[crazygringo]

Well, that was trivially easy to disprove with a little jiggling of numbers in the console:

  Math.abs(1.8 - (0.1 + 0.2 + 0.9 + 0.6)) < Number.EPSILON

returns false.

Also, you generally really shouldn't be implementing any currency logic using floating point numbers, yikes. Stick to integers that represent the value in cents, or tenths of cents, or similar. Or, even better, a DECIMAL data type if your platform supports it.

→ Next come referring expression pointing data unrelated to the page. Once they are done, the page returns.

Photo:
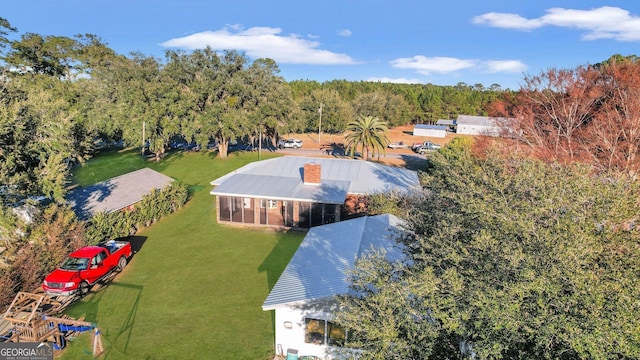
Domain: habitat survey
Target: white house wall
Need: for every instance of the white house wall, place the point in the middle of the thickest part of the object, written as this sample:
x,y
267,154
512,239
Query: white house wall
x,y
293,338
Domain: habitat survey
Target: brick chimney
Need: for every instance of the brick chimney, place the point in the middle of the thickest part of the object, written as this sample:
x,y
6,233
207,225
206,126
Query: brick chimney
x,y
311,174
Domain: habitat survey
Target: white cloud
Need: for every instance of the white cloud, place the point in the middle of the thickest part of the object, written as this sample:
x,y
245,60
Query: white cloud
x,y
262,42
445,65
395,80
504,66
428,65
507,21
605,22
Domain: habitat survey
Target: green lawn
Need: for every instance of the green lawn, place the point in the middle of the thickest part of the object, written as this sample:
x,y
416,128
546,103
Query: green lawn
x,y
195,288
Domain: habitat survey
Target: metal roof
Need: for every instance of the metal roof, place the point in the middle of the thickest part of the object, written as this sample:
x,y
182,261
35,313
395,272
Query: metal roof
x,y
445,122
282,178
431,127
479,120
318,268
116,193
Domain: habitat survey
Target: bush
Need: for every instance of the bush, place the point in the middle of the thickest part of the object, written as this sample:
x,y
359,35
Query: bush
x,y
150,209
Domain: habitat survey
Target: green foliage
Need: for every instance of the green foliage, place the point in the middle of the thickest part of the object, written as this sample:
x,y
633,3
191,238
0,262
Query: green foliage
x,y
368,133
189,271
152,207
517,258
53,234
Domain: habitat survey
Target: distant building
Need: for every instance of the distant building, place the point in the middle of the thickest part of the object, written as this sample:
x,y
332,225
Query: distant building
x,y
430,130
479,125
449,123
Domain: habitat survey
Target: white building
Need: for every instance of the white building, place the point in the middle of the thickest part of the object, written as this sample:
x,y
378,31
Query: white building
x,y
302,298
480,125
430,130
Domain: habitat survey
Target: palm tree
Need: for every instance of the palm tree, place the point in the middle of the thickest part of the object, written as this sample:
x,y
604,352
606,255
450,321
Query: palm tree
x,y
369,133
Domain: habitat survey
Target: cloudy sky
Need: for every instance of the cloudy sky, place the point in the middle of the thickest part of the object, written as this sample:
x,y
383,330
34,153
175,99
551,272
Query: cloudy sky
x,y
412,41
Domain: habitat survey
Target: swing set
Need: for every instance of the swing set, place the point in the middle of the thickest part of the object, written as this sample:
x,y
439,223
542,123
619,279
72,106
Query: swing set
x,y
29,319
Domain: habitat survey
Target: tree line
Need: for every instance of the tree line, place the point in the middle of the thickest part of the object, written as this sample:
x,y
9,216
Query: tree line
x,y
520,247
60,97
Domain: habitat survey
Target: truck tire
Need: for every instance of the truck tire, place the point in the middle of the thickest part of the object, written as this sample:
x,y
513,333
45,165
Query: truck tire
x,y
83,288
122,262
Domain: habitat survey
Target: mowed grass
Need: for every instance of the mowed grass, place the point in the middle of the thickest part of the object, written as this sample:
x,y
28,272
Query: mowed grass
x,y
195,288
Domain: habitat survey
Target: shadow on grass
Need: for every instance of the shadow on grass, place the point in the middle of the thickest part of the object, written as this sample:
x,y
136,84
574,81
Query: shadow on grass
x,y
88,308
136,242
127,325
414,162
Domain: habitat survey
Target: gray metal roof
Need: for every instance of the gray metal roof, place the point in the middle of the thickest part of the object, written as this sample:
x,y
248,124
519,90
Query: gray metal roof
x,y
318,268
116,193
282,178
479,120
445,122
432,127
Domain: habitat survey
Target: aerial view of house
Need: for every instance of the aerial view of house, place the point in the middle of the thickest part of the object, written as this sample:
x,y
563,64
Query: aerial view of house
x,y
302,192
303,295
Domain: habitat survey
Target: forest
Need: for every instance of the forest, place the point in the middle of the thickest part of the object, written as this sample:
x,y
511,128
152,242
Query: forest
x,y
522,246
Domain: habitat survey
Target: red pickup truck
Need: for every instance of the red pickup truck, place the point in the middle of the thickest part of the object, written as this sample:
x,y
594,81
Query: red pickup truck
x,y
86,266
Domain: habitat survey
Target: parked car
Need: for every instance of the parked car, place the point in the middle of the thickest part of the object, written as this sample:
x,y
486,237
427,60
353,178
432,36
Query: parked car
x,y
398,145
86,266
290,144
425,146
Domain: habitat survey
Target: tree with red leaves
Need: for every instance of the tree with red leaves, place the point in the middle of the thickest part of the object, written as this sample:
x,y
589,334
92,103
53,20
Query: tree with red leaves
x,y
587,114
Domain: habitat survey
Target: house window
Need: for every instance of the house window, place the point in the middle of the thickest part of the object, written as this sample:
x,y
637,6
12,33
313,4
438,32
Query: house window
x,y
271,204
323,332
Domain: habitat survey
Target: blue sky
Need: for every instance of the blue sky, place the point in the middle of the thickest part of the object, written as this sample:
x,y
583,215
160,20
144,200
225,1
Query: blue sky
x,y
409,41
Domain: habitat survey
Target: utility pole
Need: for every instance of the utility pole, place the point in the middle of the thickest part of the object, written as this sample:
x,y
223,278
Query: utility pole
x,y
144,123
260,144
320,124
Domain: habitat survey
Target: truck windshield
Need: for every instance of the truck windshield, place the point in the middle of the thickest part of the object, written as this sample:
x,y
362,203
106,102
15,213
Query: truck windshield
x,y
74,264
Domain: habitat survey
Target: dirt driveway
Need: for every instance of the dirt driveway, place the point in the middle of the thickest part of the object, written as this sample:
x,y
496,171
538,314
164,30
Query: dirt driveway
x,y
333,146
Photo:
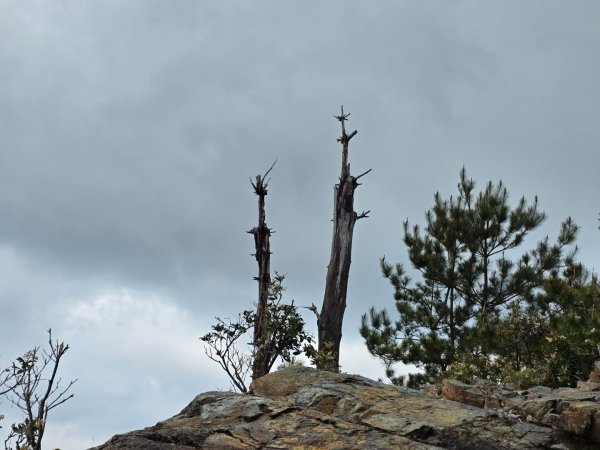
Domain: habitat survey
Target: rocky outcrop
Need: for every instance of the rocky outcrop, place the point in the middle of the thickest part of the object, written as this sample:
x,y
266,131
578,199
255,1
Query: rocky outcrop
x,y
572,413
308,409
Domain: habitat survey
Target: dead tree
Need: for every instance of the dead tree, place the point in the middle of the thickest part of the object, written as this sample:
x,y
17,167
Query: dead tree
x,y
330,319
261,234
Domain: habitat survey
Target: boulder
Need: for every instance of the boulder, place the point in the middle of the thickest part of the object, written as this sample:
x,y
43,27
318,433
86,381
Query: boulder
x,y
306,408
572,413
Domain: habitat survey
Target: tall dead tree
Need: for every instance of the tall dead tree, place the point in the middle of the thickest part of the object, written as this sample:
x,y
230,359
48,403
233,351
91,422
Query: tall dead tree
x,y
261,234
330,319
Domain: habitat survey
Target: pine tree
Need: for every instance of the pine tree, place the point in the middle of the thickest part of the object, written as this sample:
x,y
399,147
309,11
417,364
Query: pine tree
x,y
467,279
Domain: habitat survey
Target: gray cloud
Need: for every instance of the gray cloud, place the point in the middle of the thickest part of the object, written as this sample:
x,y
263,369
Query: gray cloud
x,y
129,132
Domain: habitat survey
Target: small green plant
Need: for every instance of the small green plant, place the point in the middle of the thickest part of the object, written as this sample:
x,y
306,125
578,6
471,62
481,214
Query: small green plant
x,y
324,359
285,337
32,384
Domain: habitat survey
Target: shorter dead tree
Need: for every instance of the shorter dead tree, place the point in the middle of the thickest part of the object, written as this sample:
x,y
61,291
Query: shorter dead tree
x,y
284,337
32,384
277,328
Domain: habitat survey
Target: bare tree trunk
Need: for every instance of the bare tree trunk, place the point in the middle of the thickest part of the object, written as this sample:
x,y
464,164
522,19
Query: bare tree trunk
x,y
336,285
263,257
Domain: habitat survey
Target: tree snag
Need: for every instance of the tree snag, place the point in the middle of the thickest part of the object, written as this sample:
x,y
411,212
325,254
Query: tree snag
x,y
330,319
263,257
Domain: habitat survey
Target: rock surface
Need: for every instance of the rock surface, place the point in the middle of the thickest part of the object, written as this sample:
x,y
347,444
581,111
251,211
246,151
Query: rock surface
x,y
572,413
303,408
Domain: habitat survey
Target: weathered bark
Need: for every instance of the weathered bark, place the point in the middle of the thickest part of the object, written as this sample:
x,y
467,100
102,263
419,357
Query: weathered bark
x,y
261,234
336,285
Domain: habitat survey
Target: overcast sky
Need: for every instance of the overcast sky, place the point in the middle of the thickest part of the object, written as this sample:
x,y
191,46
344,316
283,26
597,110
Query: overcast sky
x,y
129,131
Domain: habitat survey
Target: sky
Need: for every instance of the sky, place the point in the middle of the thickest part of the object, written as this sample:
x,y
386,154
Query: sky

I genuinely hope you've never written financial software that judges if the results of two calculations are equal via the method you've described.

[29athrowaway]

I never said you should use floating-point numbers for currency. I said that if you are not aware of the shortcomings of floating-point numbers (the only numeric type in JavaScript, not counting workarounds like typed arrays) you should not be working with values representing currencies until you do.

Fixed-point numbers (aka "decimal" type in Java, C# and others) are the preferred way to deal with this problem as I mentioned in this same discussion hours ago.

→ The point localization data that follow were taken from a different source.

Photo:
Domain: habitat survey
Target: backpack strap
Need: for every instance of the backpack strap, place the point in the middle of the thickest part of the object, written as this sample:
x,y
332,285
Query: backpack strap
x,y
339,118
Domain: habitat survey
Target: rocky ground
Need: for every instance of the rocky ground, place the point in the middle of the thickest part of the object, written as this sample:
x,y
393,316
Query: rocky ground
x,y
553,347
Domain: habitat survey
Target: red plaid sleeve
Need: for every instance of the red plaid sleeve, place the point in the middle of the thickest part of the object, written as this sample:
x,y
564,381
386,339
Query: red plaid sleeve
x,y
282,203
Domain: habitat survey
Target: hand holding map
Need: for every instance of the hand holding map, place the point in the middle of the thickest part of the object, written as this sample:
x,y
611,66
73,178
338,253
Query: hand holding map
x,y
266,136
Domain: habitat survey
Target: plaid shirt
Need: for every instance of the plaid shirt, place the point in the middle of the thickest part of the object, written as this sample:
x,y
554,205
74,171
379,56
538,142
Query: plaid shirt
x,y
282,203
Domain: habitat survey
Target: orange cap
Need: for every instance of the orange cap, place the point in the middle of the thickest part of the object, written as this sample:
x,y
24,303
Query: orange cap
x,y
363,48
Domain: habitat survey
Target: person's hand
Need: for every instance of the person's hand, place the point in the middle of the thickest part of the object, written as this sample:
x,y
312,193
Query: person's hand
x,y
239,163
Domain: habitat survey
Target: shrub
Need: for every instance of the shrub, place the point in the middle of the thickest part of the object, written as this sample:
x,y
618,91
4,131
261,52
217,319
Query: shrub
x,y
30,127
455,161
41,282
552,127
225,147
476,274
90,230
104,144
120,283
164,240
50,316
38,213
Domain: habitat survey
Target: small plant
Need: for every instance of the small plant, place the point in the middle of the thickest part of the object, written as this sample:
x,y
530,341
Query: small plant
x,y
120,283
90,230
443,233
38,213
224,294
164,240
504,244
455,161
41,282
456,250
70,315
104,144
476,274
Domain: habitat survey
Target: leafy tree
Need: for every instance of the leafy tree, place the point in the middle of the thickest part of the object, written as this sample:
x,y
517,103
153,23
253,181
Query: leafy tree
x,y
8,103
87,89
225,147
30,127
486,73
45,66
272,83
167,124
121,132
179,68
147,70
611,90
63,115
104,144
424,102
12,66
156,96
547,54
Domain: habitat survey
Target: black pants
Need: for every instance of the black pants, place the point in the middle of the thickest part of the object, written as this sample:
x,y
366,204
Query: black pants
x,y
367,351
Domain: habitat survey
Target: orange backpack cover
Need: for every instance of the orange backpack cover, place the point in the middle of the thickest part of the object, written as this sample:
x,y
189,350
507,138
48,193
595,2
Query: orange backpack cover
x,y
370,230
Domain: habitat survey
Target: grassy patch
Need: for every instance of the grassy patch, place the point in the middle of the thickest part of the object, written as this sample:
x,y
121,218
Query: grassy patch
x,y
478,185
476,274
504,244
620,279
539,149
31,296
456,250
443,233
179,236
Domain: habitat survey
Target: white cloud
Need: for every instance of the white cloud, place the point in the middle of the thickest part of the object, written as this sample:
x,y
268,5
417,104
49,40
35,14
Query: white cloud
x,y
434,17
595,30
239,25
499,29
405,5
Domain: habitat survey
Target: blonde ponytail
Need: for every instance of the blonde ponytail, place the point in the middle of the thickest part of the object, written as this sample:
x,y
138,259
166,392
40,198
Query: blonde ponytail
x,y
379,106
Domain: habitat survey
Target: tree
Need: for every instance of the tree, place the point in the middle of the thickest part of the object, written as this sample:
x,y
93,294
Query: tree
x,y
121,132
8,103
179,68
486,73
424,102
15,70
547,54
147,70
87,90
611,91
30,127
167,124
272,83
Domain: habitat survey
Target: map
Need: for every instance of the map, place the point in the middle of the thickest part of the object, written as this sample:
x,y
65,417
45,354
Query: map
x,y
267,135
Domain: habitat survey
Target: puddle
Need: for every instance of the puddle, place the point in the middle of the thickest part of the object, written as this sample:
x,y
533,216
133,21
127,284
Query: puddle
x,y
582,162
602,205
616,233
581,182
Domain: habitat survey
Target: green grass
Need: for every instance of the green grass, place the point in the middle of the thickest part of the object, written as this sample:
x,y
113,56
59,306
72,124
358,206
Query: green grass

Now, in the example you presented, you have a round-off error amplication problem where the round-off error grows larger than the epsilon. You can avoid that using the Kahan summation algorithm.

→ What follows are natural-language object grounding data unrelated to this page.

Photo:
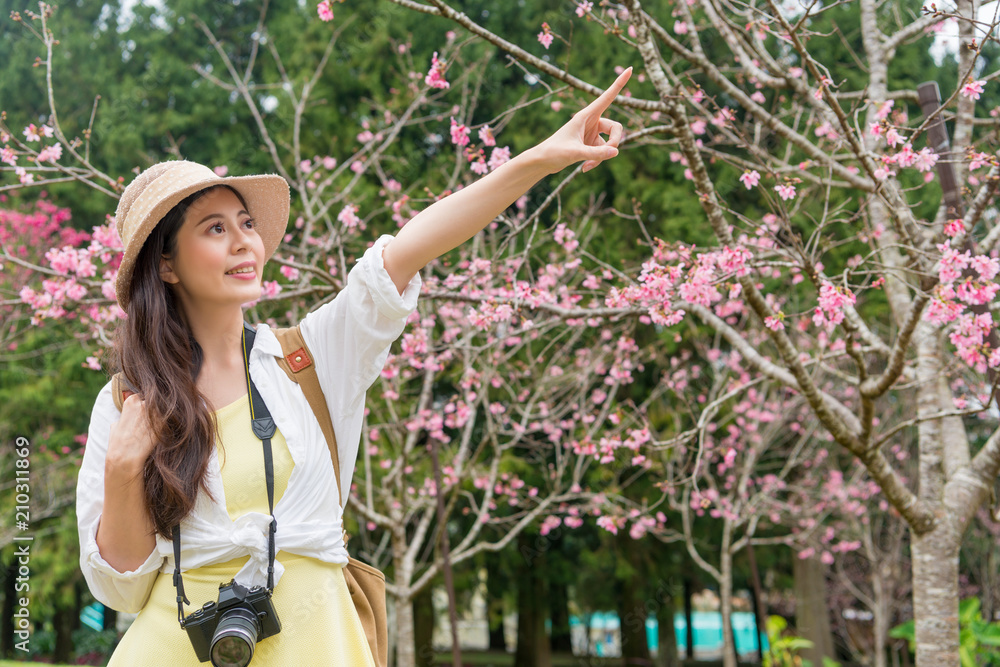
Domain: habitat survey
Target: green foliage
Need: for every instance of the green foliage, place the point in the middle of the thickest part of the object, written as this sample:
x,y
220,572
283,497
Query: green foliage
x,y
783,647
979,638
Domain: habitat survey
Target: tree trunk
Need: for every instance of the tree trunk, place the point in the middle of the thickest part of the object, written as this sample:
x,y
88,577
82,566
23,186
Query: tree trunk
x,y
562,640
62,621
494,603
110,619
423,627
726,603
405,647
666,636
632,615
812,619
688,618
935,597
880,613
533,648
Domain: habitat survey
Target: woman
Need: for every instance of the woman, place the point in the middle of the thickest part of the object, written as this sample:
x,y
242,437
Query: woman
x,y
195,247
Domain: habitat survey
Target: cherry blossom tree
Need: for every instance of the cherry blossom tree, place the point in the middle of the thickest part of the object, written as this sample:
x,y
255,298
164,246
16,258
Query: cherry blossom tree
x,y
835,160
852,267
502,375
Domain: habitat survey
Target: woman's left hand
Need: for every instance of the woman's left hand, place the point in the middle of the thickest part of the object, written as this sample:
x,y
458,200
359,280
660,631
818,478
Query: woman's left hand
x,y
580,138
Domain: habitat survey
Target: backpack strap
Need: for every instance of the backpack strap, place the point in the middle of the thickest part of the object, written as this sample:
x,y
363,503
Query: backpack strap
x,y
298,365
120,390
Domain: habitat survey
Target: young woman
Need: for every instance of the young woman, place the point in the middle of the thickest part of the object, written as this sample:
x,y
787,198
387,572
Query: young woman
x,y
181,452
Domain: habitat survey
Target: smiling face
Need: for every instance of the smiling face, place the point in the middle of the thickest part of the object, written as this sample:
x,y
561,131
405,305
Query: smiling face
x,y
219,256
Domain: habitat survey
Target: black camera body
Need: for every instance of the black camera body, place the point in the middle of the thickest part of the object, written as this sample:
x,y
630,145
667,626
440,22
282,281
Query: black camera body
x,y
241,618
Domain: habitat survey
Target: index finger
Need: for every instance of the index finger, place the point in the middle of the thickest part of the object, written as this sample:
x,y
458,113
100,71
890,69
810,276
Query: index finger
x,y
609,95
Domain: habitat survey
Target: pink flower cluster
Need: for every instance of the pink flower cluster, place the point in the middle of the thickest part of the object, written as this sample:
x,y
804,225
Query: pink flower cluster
x,y
966,280
435,76
832,302
545,37
459,133
973,89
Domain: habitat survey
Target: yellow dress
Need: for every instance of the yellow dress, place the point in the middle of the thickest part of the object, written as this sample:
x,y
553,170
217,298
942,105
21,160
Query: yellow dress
x,y
319,624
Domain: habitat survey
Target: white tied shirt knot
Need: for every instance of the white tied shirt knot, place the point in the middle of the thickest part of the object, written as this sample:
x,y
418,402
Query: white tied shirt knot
x,y
249,534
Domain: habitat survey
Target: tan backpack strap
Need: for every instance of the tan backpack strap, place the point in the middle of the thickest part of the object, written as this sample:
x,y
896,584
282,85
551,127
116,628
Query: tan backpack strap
x,y
119,390
298,365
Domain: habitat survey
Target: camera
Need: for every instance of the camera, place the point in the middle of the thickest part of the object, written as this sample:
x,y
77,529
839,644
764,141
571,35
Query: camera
x,y
226,631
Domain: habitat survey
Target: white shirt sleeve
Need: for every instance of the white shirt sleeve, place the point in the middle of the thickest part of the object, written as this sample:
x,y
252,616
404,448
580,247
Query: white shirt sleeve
x,y
124,591
350,339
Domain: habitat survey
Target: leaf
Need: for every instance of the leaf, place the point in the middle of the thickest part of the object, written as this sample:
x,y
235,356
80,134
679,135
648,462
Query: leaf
x,y
968,610
989,635
775,626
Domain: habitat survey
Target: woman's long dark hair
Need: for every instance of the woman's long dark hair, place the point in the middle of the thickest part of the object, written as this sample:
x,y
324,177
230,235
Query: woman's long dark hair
x,y
161,359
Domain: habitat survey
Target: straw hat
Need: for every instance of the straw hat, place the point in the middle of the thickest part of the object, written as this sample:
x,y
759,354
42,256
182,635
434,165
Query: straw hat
x,y
152,194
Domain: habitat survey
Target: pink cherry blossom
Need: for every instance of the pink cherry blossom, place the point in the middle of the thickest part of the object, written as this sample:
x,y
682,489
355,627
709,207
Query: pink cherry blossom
x,y
786,191
499,156
986,267
486,136
545,37
893,137
50,153
750,178
884,108
348,216
435,76
325,11
954,228
926,159
270,288
459,134
973,89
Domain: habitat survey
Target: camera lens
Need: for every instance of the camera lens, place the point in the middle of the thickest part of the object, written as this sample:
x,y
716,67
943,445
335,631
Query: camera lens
x,y
235,637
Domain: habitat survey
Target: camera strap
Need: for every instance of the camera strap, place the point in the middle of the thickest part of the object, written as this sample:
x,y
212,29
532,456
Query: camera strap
x,y
264,428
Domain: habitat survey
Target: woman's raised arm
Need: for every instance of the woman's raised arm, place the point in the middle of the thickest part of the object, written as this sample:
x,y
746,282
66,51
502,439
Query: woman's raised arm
x,y
452,221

https://en.wikipedia.org/wiki/Kahan_summation_algorithm

    const arr = [0.1, 0.2, 0.9, 0.6];
    let sum = 0.0;
    let c = 0.0;
    for(let i = 0, l = arr.length; i < l; i++) {
        y = arr[i] - c;
        t = sum + y;
        c = (t - sum) - y;
        sum = t;
    }

Now you evaluate sum, and it's 1.8 as expected.

[29athrowaway]

^ And of course a comment mentioning the correct way of doing things got downvoted.